Then her mood would change, and motioning Theo to her side she would say to her, “Kiss me once, Theo, just as you used to do when I was Maggie Miller.”
Towards Arthur Carrollton she from the first manifested fear, shuddering whenever he approached her, and still exhibiting signs of uneasiness if he left her sight. “He hates me,” she said, “hates me for what I could not help;” and when, as he often did, he came to her bedside, speaking words of love, she would answer mournfully: “Don’t, Mr. Carrollton; your pride is stronger than your love. You will hate me when you know all.”
Thus two weeks went by, and then with the first May day reason returned again, bringing life and strength to the invalid, and joy to those who had so anxiously watched over her. Almost her first rational question was for Hagar, asking if she had been there.
“She is confined to her bed with inflammatory rheumatism,” answered Madam Conway; “but she inquires for you every day, they say; and once when told you could not live she started to crawl on her hands and knees to see you, but fainted near the gate, and was carried back.”
“Poor old woman!” murmured Maggie, the tears rolling down her cheeks, as she thought how strong must be the love that half-crazed creature bore her, and how little it was returned, for every feeling of her nature revolted from claiming a near relationship with one whom she had hitherto regarded as a servant.

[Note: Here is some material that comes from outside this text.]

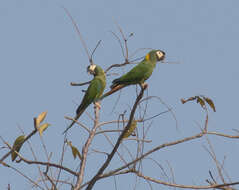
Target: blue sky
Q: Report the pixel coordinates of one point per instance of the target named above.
(41, 54)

The secret, too, seemed harder to divulge, and day by day she put it off, saying to them when they asked what had so much affected her that she could not tell them yet—she must wait till she was stronger.
So Theo went back to Worcester as mystified as ever, and Maggie was left much alone with Arthur Carrollton, who strove in various ways to win her from the melancholy into which she had fallen. All day long she would sit by the open window, seemingly immovable, her large eyes, now intensely black, fixed upon vacancy, and her white face giving no sign of the fierce struggle within, save when Madam Conway, coming to her side, would lay her hand caressingly on her in token of sympathy. Then, indeed, her lips would quiver, and turning her head away, she would say, “Don’t touch me—don’t!”
To Arthur Carrollton she would listen with apparent composure, though often as he talked her long, tapering nails left their impress in her flesh, so hard she strove to seem indifferent. Once when they were left together alone he drew her to his side, and bending very low, so that his lips almost touched her marble cheek, he told her of his love, and how full of anguish had been his heart when he thought that she would die.
“But God kindly gave you back to me,” he said; “and now, my precious Margaret, will you be my wife? Will you go with me to my English home, from which I have tarried now too long because I would not leave you? Will Maggie answer me?” and he folded her lovingly in his arms.